6) Once I spray, I'll use a screwdriver or similar to transfer the sprayed box to the toaster over rack, by putting the screwdriver through a pre-drilled hole.


----------



## keto (May 23, 2006)

Old cutoff ends of 2x4's, maybe 4-5" long, make great stands for painting pedal boxes - as long as the ends of the 2x4 piece are cut reasonably square.


I use an old lamp for drying paint if I want to hurry things along a bit, never did come across a toaster oven to use.


----------



## Jeff B. (Feb 20, 2010)

zurn said:


> Indeed, do you usally just crank to heat to max or does it depend on the solder size?


 I've never had it cranked to the max.
I use .032" solder. Usually 63/37 when I can get it or 60/40 solder somewhere between 600 and 700 degrees works well for me for amps and pedals with the way I solder. 
YMMV though. Find a setting that works best for you. More heat = increased risk of heat damage and lifted pads and traces.
The Weller tips will last a very, very long time.

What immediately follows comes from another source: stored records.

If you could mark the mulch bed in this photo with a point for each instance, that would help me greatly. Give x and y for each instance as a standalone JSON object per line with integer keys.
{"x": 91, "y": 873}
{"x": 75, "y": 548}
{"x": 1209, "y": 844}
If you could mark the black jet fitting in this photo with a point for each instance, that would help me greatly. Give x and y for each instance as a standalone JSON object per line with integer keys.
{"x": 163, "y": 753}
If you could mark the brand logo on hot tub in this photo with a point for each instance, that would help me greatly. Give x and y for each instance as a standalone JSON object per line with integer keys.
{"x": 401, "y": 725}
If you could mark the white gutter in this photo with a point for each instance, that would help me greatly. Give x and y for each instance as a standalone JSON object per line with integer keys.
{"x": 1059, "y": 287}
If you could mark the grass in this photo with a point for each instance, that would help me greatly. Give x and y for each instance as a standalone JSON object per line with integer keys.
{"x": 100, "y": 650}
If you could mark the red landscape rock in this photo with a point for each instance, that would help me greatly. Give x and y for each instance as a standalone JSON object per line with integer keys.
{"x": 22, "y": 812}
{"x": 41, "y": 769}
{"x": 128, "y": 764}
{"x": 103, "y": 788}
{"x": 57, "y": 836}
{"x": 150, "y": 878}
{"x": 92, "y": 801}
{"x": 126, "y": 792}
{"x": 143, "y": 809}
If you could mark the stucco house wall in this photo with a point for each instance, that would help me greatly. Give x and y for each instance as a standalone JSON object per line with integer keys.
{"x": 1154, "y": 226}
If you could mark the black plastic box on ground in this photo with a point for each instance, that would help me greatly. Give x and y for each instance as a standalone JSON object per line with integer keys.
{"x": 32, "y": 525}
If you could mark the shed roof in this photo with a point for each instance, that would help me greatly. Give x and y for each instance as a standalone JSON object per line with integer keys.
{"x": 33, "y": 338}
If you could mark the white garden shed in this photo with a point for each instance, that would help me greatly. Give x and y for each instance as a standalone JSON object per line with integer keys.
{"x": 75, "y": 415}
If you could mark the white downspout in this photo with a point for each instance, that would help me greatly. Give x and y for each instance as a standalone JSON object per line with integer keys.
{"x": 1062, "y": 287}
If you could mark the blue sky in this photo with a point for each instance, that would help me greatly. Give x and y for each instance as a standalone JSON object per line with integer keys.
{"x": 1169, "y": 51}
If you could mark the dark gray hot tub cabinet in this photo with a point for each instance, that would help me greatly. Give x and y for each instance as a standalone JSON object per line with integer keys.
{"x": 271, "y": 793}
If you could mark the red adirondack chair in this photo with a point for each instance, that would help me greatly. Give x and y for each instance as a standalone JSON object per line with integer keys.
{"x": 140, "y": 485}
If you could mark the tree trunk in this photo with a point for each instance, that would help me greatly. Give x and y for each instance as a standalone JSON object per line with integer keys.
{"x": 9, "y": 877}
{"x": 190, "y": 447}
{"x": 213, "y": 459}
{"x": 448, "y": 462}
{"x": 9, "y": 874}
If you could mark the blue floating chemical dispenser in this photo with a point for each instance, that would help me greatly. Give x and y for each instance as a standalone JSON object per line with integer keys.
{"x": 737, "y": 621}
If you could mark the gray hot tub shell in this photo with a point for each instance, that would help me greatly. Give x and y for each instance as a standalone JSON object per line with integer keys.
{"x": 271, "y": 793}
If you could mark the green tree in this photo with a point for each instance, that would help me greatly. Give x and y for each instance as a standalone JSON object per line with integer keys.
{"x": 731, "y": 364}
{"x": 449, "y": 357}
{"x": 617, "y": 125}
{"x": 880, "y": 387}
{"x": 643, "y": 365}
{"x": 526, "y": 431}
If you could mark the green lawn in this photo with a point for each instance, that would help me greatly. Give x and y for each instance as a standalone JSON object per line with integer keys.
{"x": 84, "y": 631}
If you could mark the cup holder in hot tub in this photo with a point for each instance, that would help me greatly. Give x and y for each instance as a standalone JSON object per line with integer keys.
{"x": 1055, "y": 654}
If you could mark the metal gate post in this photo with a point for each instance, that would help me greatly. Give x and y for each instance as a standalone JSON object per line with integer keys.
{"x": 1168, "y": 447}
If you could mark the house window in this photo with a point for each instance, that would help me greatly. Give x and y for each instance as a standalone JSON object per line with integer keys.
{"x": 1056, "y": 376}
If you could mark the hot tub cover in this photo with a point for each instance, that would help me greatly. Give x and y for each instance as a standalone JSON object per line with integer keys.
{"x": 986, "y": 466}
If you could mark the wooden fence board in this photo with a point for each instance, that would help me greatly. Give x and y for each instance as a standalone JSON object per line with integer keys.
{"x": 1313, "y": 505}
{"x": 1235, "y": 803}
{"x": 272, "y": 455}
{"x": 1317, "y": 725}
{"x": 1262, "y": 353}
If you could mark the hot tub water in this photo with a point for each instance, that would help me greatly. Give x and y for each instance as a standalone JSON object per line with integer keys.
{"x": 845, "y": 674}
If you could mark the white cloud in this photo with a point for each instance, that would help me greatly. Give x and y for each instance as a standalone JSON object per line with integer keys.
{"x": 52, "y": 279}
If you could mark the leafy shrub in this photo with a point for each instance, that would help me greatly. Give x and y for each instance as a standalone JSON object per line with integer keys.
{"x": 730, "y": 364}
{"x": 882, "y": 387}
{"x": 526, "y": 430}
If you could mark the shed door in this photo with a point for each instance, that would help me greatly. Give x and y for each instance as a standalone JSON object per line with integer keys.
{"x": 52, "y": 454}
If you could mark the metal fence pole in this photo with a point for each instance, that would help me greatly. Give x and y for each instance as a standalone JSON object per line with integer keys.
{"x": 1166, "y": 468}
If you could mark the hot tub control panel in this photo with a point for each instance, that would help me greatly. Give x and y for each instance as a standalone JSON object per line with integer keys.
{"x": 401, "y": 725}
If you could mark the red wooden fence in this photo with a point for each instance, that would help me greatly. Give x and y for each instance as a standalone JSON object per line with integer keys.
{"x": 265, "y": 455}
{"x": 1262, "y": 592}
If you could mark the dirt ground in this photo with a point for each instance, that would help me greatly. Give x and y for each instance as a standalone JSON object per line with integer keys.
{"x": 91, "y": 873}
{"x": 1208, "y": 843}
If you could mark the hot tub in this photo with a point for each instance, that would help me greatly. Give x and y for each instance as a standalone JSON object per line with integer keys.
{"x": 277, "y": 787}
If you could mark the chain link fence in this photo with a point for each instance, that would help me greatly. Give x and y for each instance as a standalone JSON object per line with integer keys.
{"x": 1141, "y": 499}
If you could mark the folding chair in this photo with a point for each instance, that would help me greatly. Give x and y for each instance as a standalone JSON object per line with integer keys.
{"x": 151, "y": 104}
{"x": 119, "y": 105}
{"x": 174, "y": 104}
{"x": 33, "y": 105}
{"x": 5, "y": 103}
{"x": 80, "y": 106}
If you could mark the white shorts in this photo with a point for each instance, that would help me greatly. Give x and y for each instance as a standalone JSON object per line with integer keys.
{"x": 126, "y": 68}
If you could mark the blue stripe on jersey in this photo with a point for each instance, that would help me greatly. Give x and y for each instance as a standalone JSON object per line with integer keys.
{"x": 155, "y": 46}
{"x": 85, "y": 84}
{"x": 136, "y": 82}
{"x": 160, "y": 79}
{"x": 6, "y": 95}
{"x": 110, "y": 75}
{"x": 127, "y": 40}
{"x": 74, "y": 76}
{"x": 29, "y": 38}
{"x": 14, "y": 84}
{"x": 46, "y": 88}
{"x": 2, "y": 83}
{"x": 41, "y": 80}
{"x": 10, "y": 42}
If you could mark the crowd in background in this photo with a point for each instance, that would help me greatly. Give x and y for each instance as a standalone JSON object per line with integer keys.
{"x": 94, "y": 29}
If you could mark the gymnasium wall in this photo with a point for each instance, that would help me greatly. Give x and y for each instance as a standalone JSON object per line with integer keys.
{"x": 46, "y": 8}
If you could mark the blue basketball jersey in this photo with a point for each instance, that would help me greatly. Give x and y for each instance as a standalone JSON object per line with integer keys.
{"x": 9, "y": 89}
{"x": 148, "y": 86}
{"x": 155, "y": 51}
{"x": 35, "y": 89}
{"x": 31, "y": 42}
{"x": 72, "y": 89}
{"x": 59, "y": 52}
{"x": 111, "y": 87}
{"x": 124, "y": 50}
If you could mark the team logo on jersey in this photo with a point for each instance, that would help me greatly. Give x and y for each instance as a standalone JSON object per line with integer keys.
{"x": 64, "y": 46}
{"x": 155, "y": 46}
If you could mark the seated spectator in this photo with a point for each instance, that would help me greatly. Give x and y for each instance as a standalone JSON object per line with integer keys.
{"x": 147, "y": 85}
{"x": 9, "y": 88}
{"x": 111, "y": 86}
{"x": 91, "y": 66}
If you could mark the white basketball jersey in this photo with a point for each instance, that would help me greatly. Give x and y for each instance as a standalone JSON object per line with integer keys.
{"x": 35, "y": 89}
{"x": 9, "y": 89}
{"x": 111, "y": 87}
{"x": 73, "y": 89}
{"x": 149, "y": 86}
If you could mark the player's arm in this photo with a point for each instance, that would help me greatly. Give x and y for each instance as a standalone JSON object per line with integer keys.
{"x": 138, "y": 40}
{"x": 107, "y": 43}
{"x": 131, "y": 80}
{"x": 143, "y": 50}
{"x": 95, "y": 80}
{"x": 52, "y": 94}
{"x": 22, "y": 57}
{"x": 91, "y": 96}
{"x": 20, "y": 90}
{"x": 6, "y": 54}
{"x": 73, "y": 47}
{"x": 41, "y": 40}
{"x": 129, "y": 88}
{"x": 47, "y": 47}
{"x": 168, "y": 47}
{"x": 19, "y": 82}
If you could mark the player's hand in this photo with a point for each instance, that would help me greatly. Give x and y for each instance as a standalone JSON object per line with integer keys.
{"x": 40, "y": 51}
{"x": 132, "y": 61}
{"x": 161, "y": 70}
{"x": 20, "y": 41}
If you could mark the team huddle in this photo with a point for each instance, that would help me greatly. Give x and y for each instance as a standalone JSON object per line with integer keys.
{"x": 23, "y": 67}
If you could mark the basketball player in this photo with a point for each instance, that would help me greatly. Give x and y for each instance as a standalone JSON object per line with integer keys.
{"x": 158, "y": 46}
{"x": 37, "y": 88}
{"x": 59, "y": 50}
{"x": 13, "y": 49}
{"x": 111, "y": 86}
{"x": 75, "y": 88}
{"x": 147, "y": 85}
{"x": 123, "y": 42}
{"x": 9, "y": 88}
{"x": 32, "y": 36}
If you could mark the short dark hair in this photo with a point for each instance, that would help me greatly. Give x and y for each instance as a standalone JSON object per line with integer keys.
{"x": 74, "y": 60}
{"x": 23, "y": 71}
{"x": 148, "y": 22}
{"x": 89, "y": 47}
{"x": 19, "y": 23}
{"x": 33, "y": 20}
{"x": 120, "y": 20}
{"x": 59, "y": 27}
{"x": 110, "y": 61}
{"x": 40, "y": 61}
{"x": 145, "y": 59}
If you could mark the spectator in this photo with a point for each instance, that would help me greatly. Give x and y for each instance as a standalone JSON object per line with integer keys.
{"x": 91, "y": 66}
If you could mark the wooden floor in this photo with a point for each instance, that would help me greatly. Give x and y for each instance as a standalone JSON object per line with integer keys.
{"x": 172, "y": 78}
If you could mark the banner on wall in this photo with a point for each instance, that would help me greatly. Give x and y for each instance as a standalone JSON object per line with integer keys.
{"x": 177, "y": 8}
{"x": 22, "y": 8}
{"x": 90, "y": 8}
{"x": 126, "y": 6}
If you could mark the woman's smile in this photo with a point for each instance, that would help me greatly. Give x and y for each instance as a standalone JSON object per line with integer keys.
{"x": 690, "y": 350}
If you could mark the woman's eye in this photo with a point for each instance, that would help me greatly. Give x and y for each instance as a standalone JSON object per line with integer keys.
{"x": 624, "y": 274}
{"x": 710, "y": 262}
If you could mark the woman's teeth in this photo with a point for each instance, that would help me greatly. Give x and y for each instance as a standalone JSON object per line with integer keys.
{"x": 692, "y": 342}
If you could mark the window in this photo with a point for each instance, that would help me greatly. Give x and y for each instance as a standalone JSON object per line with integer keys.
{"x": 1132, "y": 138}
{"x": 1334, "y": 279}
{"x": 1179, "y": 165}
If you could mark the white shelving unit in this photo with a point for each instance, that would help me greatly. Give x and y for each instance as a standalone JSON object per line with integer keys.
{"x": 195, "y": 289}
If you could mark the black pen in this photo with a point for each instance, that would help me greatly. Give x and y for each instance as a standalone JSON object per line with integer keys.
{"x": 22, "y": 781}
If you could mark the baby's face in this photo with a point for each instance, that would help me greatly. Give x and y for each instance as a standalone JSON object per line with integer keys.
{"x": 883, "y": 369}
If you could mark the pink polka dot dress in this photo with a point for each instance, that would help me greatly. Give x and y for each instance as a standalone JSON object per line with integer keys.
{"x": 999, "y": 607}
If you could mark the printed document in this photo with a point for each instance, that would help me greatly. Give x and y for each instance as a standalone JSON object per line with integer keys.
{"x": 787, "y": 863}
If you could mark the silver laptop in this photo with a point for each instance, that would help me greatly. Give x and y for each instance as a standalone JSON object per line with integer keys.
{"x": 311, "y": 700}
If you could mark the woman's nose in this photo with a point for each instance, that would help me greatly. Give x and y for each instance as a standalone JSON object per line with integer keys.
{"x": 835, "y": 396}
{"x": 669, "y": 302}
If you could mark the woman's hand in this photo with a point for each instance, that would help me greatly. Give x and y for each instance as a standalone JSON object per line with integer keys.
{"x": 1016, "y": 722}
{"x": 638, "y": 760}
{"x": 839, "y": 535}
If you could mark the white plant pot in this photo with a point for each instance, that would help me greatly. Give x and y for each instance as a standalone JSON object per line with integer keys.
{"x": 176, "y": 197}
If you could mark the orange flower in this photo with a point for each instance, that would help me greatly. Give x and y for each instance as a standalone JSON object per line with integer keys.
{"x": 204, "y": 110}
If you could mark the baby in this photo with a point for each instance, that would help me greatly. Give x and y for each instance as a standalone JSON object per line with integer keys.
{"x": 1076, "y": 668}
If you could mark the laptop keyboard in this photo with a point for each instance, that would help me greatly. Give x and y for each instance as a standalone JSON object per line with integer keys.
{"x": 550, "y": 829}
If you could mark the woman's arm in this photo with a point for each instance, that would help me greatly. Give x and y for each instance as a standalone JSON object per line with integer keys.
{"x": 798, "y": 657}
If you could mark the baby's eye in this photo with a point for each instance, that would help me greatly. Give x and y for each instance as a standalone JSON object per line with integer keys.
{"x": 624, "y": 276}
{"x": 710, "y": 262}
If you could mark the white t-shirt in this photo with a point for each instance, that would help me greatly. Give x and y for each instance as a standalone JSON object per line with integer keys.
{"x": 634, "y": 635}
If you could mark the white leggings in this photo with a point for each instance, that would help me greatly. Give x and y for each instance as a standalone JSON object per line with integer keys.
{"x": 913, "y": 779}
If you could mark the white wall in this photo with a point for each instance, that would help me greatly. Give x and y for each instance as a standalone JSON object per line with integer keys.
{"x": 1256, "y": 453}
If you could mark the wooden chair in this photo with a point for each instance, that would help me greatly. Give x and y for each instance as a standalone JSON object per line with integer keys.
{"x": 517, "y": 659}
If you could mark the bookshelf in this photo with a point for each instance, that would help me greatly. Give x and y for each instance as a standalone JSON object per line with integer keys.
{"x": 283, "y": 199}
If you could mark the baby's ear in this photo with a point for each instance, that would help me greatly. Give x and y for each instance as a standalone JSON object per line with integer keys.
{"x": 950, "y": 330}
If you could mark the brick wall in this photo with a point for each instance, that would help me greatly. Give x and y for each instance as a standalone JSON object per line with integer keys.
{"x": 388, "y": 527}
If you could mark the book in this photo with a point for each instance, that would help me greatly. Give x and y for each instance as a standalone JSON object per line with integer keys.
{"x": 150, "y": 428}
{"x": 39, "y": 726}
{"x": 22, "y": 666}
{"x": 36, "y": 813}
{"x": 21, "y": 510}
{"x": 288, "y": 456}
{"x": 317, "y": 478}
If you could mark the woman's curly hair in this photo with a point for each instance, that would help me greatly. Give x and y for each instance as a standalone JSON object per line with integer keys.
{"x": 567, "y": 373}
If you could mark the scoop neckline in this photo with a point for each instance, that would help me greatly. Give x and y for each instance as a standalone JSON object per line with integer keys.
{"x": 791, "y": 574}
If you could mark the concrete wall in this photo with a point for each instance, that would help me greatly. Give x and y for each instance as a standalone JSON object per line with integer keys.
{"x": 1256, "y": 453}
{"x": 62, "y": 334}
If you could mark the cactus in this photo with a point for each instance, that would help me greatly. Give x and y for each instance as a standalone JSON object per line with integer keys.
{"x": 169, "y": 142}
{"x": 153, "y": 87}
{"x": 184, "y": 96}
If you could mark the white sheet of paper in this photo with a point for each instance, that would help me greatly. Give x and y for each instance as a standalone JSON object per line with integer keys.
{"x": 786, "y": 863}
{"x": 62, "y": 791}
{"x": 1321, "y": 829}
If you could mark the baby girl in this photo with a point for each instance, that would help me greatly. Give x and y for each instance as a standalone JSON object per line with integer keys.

+1 on a toaster over at the temp range Mark mentioned. I keep mine at 175. Rustoleum Painters Touch is a good paint with a wide selection of colours. 
Rustoleum Painter's Touch paint and Krylon clear gloss or triple glaze go very well together.


----------



## keto (May 23, 2006)

I also have the exact same solder station. For a couple of years, I used it *just past noon*, about 62 ish on the heat dial. It worked well, but I cooked a couple of guitar pots doing rewiring, because that wasn't *quite* hot enough and I held the iron on the back of the pot too long, cooking the guts. So, I recently took it up a bit, to about 67 (if yours is marked like mine in increments of 5, so just past 65) and that works well for both pedal building and for doing guitar rewiring.

Also, get ye one of these http://www.active123.com/900242-Solder-Tip-Cleaner-Prodview.html or similar for cleaning the iron tip and use it frequently, I use it just after I do every joint.


----------